First of all, the study does not account for residual, synthetic fertilizer in organic fields. Second, and of far greater significance, the authors fail to consider that isolated organic fields benefit from all the pest-protection being carried out by neighboring farmers, which makes it difficult if not impossible for insects, bacteria and fungi to even reach organic fields.

But of greatest significance is the issue of fraud. If only a few organic farmers were cheating, the results of this study might be accurate. If, however, just 20 percent of organic farmers cheat by using synthetic ammonium nitrate, thereby doubling or tripling their yields, then this handful of charlatans could easily rival the combined production of the rest of the organic industry!
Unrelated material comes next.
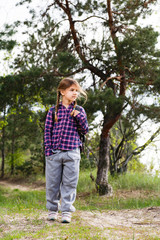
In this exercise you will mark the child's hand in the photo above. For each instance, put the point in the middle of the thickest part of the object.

I communicated with Seufert and Ramankutty right after their study came out. Seufert insists that fraud could not possibly have influenced her results because she relied “on data from experimental stations of research institutes where the management practices were controlled thoroughly.” Fair enough.

But, in the same breath she admits, “We also included data from farm surveys,” and this, I pointed out, is where fraud would most certainly have an impact on her results.

Naturally, she insists that “management practices were strictly controlled and all inputs documented,” but this brings us to the crux of the single biggest challenge facing organic agriculture: You can document all you want, but it does not guarantee compliance. Bernie Madoff proved that.

Since organic certification in the United States and Canada is all done on paper without any field testing, one could very well ask whether side-by-side comparisons of this sort can even be done.

Still, it's a long-overdue study thoroughly debunking claims by organic activists that organic yields can equal or exceed conventional yields, a patently absurd notion.

It's not that the authors of the Nature article deliberately overlooked the issues discussed here. Most people simply aren't aware of the complete lack of field testing in the multi-billion-dollar organic biz. So, no one should be upset if the results of this study are taken with a grain of salt.

In the meantime I will continue to believe what I saw with my own eyes while carrying out over 500 organic farm inspections: that organic yields are closer to half what conventional and biotech yields are, which is perfectly fine because, after all, organic agriculture is all about quality, not quantity.

This brings us full circle to the inescapable upshot of this study: organic farming is most certainly NOT part of the solution to feeding the world. It remains a perfectly valid, alternative food-production system for those willing to pay more for quality, hopefully in the form of purity and nutrition.

But we need to start guaranteeing that organic food is genuinely organic each and every time. Otherwise, consumers will continue to be duped by a phony political agenda.